ECB goes on vacation in a “good position” to deal with uncertainty

Lagarde began by characterizing US tariffs as deflationary, but ended up acknowledging that the effect will need to be assessed, which brings back the possibility of rate hikes in 2026.
epa12258710 European Central Bank (ECB) President Christine Lagarde addresses a press conference following the meeting of the ECB Governing Council in Frankfurt am Main, Germany, 24 July 2025. EPA/RONALD WITTEK
July 27, 2025, 8:00 a.m.
After eight interest rate cuts, the European Central Bank (ECB) opted to maintain its key interest rates at 2%, a level in line with the most recent inflation, highlighting the uncertainty created by the international tariff and geopolitical environment.

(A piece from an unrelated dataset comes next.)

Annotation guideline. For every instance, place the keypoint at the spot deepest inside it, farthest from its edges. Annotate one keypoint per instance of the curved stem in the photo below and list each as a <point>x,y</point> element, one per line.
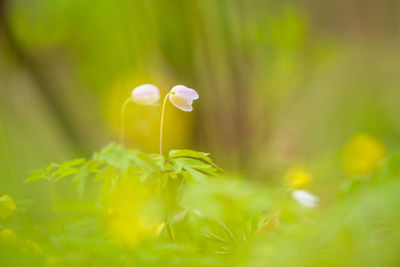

Lagarde expressed confidence in the strength of the economy, considering the central bank to be "in a good position," but acknowledged at the end of the conference that interest rate hikes cannot be ruled out in the not-too-distant future, given that tariffs could either aggravate or alleviate prices.
Markets were taking this decision for granted, while still keeping open the possibility of a further cut, but only after September – a possibility that Lagarde did not definitively rule out. The ECB president began by highlighting how the economy surprisingly performed positively in the first quarter, although much of this momentum was driven by an anticipation of orders, given fears of a tariff escalation.